Il cupè frenò piano, accostandosi alla lunga scalinata che portava al tempio dove abitava la ragazza.

Scese, chiudendo delicatamente la portiera e andando ad aprire quella della giovane che lo ringraziò con un sorriso.

La accompagnò ai piedi della gradinata guardandola in silenzio, come faceva lei.

“Io…”  provò a dire lui.

“Sono stata molto bene oggi in tua compagnia! Ti ringrazio per avermi aiutato! Non sarei riuscita ad arrivare lontano! È stata una fortuna capitare davanti casa tua!”  continuò lei per Inuyasha, continuando a sorridere tranquilla. L’Hanyou arrossì debolmente, non sapendo cosa dire.

“Io… tu…”   balbettò il ragazzo.

“Si…?”  chiese lei. Aspettando con ansia ciò che avrebbe potuto dirle.

“Noi… ecco… potremmo farlo… dovremmo farlo più spesso!”  riuscì a dire finalmente.

“CERTO!! Ehm… ehm… se vuoi…”

“Intendo… anche domani, dopo l’università, se magari sei libera…”
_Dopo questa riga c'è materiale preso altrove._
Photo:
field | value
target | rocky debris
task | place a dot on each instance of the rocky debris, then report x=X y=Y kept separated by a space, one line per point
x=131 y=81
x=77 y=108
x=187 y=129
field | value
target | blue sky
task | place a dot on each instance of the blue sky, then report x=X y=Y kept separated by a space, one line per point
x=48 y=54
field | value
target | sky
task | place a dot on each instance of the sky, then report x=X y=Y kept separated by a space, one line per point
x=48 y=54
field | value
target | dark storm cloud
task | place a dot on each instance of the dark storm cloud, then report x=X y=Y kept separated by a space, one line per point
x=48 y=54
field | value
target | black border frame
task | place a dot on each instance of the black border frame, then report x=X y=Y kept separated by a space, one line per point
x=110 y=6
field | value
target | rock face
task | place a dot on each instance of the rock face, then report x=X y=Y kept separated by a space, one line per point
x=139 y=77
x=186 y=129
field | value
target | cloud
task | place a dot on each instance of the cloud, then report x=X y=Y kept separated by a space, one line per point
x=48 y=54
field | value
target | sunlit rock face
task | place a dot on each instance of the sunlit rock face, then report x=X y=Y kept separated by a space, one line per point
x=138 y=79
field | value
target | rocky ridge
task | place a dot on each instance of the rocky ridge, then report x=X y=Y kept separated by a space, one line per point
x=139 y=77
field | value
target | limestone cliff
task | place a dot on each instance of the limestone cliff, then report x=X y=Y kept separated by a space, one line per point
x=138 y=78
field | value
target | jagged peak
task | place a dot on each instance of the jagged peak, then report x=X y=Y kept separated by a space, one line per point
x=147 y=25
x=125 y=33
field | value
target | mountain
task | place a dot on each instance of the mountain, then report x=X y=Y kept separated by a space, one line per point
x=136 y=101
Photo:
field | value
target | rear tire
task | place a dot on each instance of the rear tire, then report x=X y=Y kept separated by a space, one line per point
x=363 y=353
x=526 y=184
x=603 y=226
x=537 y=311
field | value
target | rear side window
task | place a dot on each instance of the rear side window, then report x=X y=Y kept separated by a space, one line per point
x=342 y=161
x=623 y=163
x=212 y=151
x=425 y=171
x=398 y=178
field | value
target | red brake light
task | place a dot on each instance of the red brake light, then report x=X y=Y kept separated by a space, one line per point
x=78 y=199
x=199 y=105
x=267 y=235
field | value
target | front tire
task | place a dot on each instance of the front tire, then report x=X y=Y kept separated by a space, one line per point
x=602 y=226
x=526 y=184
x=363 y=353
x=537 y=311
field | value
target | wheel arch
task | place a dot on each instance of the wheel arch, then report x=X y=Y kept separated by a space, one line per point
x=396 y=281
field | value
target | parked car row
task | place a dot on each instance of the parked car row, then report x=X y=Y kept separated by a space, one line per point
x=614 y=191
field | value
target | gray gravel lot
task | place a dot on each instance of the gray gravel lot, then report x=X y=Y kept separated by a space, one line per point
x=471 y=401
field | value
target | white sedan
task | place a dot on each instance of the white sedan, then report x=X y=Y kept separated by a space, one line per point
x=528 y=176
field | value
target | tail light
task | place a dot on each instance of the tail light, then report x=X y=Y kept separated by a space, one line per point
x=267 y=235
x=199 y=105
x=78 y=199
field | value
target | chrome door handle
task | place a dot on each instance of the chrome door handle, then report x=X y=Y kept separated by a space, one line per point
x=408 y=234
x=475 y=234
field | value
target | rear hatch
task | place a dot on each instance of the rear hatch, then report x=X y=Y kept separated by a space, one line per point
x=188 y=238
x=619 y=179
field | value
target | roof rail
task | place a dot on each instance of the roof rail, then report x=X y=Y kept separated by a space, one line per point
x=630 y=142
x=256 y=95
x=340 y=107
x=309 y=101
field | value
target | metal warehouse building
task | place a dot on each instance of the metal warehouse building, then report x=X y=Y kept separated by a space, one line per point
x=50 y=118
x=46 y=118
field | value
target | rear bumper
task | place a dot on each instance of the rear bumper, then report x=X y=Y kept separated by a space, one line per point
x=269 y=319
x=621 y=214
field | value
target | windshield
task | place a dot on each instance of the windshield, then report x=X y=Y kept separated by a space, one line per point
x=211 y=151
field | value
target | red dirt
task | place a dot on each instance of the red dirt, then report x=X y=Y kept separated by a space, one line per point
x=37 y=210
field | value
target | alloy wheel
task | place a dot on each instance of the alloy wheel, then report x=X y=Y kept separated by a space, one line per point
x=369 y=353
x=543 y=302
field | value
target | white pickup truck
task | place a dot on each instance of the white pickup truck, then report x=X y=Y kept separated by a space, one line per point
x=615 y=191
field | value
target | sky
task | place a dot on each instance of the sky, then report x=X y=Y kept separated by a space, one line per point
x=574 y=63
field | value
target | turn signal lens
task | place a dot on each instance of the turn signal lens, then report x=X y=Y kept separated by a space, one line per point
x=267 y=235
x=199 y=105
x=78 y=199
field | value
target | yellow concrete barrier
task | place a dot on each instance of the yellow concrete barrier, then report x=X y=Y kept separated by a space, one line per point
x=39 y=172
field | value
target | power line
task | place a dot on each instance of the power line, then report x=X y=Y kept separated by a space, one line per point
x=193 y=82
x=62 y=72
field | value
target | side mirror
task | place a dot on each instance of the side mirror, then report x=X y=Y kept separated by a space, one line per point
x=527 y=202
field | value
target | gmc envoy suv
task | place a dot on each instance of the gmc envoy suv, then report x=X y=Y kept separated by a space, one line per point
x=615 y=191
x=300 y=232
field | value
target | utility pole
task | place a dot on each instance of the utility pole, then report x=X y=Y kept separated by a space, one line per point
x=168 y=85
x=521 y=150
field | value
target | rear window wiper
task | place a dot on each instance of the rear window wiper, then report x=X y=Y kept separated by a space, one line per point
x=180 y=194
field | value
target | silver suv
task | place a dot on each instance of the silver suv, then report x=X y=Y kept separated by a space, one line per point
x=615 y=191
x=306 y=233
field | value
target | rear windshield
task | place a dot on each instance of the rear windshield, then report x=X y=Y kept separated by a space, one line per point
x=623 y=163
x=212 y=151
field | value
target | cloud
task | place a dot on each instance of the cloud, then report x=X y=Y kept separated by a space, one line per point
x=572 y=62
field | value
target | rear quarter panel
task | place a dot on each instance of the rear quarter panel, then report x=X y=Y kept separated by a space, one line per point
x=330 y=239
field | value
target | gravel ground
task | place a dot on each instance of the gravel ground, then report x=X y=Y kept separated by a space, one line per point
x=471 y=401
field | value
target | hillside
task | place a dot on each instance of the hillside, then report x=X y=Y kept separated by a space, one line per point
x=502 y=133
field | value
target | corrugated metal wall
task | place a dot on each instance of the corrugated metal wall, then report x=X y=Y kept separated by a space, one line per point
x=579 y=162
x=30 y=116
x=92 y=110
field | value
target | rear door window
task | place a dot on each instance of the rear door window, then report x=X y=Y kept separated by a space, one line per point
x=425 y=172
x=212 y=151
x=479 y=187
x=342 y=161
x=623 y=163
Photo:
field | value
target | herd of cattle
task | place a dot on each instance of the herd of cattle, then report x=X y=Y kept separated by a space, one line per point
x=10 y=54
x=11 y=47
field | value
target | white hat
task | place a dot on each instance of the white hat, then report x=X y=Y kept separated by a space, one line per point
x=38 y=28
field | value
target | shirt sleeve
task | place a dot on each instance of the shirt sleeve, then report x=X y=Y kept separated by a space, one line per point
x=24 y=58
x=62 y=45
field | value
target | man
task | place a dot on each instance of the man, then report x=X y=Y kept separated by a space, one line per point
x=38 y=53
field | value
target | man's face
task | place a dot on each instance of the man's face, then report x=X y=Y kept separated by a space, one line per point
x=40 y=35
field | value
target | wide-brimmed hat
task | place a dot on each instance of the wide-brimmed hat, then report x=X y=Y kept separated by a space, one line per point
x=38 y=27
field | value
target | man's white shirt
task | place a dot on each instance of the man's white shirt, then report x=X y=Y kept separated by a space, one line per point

“Sarebbe un appuntamento?”

“Beh… si.”   arrossì ancora di più.

“Allora accetto. Ci vediamo domani, Inuyasha. Ti ho salvato il mio numero nel cellulare in macchina. Fatti sentire, okay? Ciao, ciao.” 

“Ciao…”  

Kagome iniziò a salire le scale, ma dopo aver fatto pochi gradini si girò indietro, sorridendo maliziosamente e si avvicinò a lui, baciandolo dolcemente. Inuyasha spalancò gli occhi, non aspettandosi nulla del genere. Quando lei si staccò leggermente dalla sua bocca, lui la strinse per la vita, cercando nuovamente il calore di quelle morbide labbra rosse.

Lo accontentò, tornando a baciarlo appassionatamente, mettendogli le braccia intorno al collo e facendo aderire perfettamente i loro corpi. Si staccarono solamente quando ebbero bisogno d’aria. Lui le accarezzò il viso e lei si rilassò a quel tocco leggero.

“Era da un po’ che desideravo farlo. Sai Kagome?”

“Tu?! Non capisci proprio niente, allora. Non hai mai notato…”

“Cosa avrei dovuto notare?”

“Forse domani te lo spiegherò! Ciao!” 

Corse via, salendo nuovamente alcuni gradini per poi rigirarsi e salutarlo con la mano. Si levò le scarpe con quei fastidiosi tacchi e corse su, fino alla fine, per poi sparire alla vista del mezzo demone.

Lui, continuando a sorridere come un ebete, salì nel cupè che lei adorava tanto ed ingranò la prima, tornando a casa sua. Infondo quel piccolo viaggetto aveva dato i suoi frutti e anche la sbadataggine di quella ragazza tanto strana, ma che lo faceva letteralmente impazzire.